Internet fuels emergence of violent Islamist groups in the United States
Federal agencies have no comprehensive strategy to combat terrorist message, Senate committee finds.
The violent Islamist terrorist threat has evolved and expanded since al Qaeda planned the Sept. 11, 2001, terrorist attacks, and radicalization of disaffected Muslims and recent converts to Islam is increasingly occurring here in the United States. Yet the federal government has "no cohesive and comprehensive outreach and communications strategy in place to confront this thread." Those are among the findings of a new report by the staff of the Senate Homeland Security and Governmental Affairs Committee.
The report, "Violent Islamist Extremism, the Internet and the Homegrown Terrorist Threat," is the first in a series of reports to be issued jointly by the majority and minority staff and is notable for its bipartisan conclusions.
The report points out that both Director of National Intelligence Mike McConnell and FBI Director Robert Mueller testified about the growing threat of "homegrown" extremists in February before the Senate Select Committee on Intelligence.

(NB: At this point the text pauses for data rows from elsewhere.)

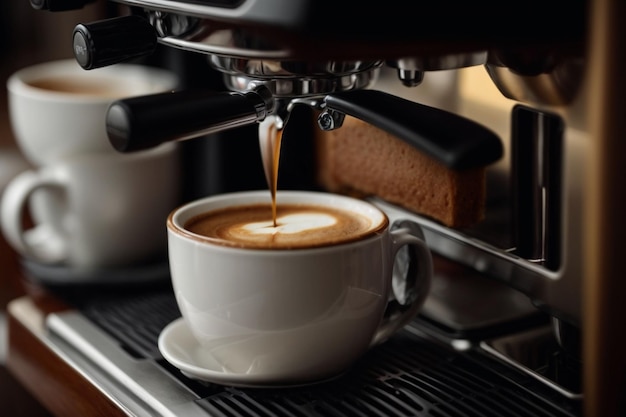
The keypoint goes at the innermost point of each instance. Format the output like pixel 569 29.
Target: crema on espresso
pixel 297 226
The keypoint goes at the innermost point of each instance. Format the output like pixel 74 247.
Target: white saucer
pixel 180 348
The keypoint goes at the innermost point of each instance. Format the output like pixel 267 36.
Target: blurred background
pixel 27 37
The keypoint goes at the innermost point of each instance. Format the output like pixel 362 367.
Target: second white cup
pixel 57 109
pixel 94 210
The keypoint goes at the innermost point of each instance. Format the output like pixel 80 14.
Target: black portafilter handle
pixel 111 41
pixel 145 122
pixel 457 142
pixel 59 5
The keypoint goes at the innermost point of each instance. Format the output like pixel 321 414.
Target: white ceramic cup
pixel 295 315
pixel 50 123
pixel 90 211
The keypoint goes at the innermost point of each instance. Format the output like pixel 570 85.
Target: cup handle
pixel 411 278
pixel 41 242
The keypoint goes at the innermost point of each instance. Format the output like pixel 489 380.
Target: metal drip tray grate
pixel 411 374
pixel 407 376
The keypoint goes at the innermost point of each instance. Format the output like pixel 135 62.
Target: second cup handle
pixel 39 243
pixel 410 290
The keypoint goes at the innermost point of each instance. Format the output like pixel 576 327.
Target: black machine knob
pixel 59 5
pixel 111 41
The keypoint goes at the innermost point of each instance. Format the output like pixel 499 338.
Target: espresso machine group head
pixel 275 54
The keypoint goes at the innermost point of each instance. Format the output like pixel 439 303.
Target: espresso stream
pixel 297 225
pixel 270 138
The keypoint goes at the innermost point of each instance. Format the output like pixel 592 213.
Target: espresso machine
pixel 553 217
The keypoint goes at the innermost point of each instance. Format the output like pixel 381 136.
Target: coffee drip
pixel 270 138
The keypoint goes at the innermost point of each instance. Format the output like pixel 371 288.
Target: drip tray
pixel 537 353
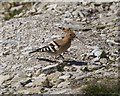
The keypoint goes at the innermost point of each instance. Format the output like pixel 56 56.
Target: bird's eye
pixel 70 34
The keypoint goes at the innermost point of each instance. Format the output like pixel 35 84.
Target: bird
pixel 58 46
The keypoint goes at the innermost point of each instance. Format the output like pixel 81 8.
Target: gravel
pixel 36 24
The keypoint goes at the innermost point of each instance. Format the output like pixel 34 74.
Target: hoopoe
pixel 58 46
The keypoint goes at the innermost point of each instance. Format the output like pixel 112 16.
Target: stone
pixel 4 78
pixel 64 84
pixel 66 76
pixel 50 68
pixel 41 80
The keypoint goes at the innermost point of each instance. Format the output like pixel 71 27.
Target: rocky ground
pixel 26 26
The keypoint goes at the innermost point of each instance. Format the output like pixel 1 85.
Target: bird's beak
pixel 79 39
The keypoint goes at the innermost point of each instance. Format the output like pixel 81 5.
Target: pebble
pixel 31 28
pixel 4 78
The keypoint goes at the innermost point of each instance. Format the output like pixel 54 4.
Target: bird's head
pixel 69 33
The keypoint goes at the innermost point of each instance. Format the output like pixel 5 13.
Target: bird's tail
pixel 43 49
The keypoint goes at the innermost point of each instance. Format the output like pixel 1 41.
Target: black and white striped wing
pixel 52 47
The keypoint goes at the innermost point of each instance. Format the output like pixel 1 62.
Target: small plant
pixel 102 89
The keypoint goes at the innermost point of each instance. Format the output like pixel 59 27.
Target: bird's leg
pixel 59 60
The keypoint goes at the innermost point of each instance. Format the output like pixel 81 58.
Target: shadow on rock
pixel 73 62
pixel 69 62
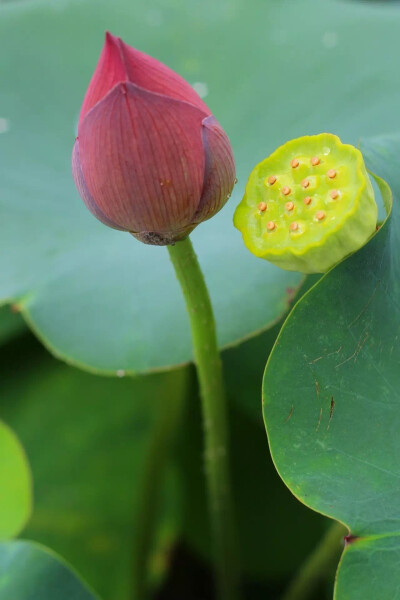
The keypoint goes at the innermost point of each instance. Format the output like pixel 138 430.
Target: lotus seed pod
pixel 308 205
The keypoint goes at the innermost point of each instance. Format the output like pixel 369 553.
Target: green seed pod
pixel 308 205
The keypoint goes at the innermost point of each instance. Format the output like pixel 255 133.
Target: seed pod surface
pixel 322 210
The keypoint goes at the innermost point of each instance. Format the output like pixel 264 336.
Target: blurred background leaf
pixel 332 402
pixel 88 439
pixel 11 324
pixel 15 485
pixel 269 70
pixel 30 571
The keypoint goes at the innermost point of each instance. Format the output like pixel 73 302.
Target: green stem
pixel 317 565
pixel 154 465
pixel 212 392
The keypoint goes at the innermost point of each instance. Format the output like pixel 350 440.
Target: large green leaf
pixel 90 443
pixel 11 324
pixel 15 484
pixel 273 70
pixel 266 513
pixel 31 572
pixel 332 405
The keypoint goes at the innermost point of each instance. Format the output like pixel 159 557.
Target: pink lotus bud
pixel 149 157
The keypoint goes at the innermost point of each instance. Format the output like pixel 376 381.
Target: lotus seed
pixel 333 223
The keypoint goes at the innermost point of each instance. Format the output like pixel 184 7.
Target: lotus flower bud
pixel 149 158
pixel 308 205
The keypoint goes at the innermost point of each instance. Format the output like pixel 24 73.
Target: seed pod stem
pixel 214 409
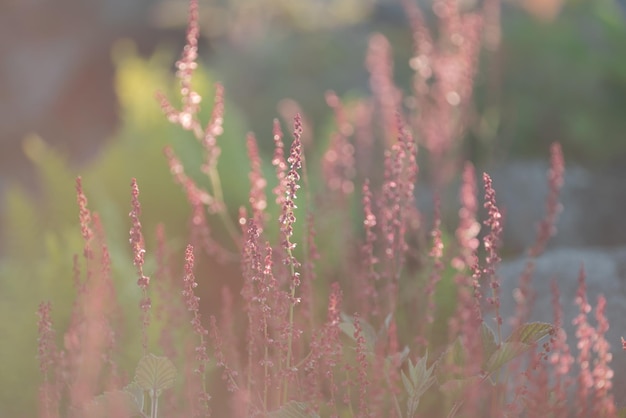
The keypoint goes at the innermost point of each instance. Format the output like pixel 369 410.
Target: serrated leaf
pixel 293 410
pixel 505 353
pixel 530 333
pixel 368 332
pixel 118 403
pixel 155 374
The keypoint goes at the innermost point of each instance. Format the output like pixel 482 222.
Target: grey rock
pixel 605 274
pixel 592 203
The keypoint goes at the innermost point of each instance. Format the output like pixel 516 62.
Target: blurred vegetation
pixel 43 232
pixel 563 81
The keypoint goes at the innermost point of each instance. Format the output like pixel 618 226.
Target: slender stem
pixel 290 334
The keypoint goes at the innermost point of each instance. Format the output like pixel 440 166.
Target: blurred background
pixel 77 86
pixel 560 75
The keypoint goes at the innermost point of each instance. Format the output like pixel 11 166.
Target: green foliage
pixel 42 232
pixel 564 82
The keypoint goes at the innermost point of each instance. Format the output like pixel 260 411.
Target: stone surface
pixel 605 274
pixel 592 202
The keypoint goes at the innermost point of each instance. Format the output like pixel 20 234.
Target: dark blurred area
pixel 56 72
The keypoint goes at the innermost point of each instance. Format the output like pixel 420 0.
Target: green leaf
pixel 488 338
pixel 137 393
pixel 293 410
pixel 419 380
pixel 155 374
pixel 505 353
pixel 530 333
pixel 453 358
pixel 456 387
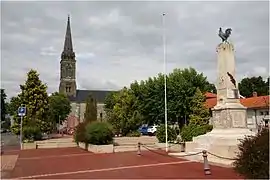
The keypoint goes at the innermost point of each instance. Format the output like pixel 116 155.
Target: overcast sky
pixel 119 42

According to McConnell, evidence suggested the radical and violent segment of the Muslim population in the West was growing, although the cells detected thus far in the United States have been less sophisticated than those in Europe or elsewhere overseas. Through Internet connections, however, these groups were bound to become more sophisticated and capable without having to travel overseas for training, he said.

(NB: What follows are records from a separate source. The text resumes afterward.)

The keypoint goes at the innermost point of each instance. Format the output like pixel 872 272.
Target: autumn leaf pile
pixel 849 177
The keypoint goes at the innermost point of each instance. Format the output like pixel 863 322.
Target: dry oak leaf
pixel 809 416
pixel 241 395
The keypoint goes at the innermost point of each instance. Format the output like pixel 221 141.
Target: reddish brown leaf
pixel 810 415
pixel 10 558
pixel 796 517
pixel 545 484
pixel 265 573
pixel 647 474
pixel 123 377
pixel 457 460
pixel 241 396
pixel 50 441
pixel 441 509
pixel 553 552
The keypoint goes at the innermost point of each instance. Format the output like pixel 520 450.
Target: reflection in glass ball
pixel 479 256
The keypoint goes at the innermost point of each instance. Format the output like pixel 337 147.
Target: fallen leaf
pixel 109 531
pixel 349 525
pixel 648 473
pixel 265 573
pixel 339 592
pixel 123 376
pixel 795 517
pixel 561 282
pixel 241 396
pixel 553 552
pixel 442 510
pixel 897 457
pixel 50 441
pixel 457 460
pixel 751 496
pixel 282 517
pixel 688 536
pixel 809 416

The study examines al Qaeda's online media operation and identifies four highly sophisticated production centers that use cutting-edge technology to produce a range of products, including online magazines, official statements, news updates, white papers and even poetry.
Once content is created by one of the production centers, it is funneled to a clearinghouse before it is posted on the Internet. "One of the most active Internet clearinghouses today is the al-Fajr Media Center, which was established in January 2006. Like the production centers, al-Fajr is almost entirely virtual. The approval process for dissemination is unclear, but once approved, content is moved from al-Fajr to preapproved Web sites. On a daily basis, al-Fajr issues a host of material, including statements from violent Islamist groups taking credit for attacks in Iraq, Afghanistan, Algeria and elsewhere," the report stated.

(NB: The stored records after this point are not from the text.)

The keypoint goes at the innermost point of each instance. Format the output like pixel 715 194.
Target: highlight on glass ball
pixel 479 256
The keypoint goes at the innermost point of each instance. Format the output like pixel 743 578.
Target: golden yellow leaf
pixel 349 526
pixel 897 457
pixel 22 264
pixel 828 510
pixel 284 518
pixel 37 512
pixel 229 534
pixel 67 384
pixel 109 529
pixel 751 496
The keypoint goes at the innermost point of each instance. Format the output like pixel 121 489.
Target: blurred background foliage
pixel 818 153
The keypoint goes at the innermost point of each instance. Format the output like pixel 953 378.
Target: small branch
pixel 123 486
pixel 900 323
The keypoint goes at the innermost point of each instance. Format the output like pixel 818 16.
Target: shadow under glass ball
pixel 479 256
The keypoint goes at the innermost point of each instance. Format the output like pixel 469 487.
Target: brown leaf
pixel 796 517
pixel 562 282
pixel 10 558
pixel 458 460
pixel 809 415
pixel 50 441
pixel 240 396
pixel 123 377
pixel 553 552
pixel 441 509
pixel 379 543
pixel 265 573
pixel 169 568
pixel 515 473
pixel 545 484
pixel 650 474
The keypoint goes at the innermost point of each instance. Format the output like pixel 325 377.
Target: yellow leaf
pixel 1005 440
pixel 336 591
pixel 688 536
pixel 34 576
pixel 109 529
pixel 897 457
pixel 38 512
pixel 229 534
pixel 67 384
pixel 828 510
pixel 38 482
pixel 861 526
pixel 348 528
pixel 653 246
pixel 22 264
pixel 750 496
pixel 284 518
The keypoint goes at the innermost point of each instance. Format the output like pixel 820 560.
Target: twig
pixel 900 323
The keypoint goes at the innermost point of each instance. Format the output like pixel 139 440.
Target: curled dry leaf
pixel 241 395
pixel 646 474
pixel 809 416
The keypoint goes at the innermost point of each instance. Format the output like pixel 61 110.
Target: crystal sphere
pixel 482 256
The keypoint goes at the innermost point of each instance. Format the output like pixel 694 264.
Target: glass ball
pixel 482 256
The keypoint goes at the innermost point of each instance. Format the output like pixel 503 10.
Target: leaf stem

The clearinghouses perform two key functions: They ensure the authenticity of the message, which is essential to maintaining the movement's strict interpretation of Islam and its long-term goal to destroy the West; and they facilitate the near-instantaneous dissemination of new propaganda, according to the report.
"The propaganda regularly produced by this process finds its way to literally thousands of violent Islamist Web sites across the Internet, many of which are either 'mirrored' versions of one another, or 'simply bulletin boards' that disseminate the same material created by the production houses," the report said.
Charles Allen, chief intelligence officer and undersecretary for intelligence and analysis at the Homeland Security Department, said in a May 6 speech at the Washington Institute for Near East Policy that al Qaeda "has ratcheted up the speed and accuracy of translated statements openly marketed to U.S. and English-speaking audiences." Al Qaeda's objective, Allen said, "is to gain wide Muslim support, empathy, financing and future recruits."
The growing sophistication of al Qaeda's Internet campaign poses a serious threat and has the potential to erode the United States' cultural and community characteristics (especially the integration of Muslims into American society) that have thus far discouraged violent radicalization. Left unchallenged, al Qaeda's message espoused over the Internet will drive more individuals in the United States through the radicalization process and encourage them to conduct actual attacks, the Senate committee report noted.
Nonetheless, testimony the committee received showed that, "no federal agency has been tasked with developing or implementing a domestic communications strategy."
Perhaps the most significant outreach effort has come from Homeland Security's Office of Civil Rights and Civil Liberties, which meets regularly with religious and ethnic community leaders in five major cities and tries to address the concerns of participants. Yet the effort is not part of a governmentwide outreach effort, nor does the office coordinate with the FBI, which has substantial contact with communities throughout the country via its 56 field offices. Neither the Civil Rights and Civil Liberties office's program nor the FBI's own outreach program is designed to counter violent Islamist ideology.
"Efforts that rely on relatively uncoordinated outreach to American-Muslim communities and fragmented communications strategies must be improved. Indeed, the most credible voices in isolating and rejecting violent Islamist ideology are those of Muslim community leaders, religious leaders and other nongovernmental actors who must play a more visible and vocal role in discrediting and providing alternatives to violent Islamist ideology," the committee concluded.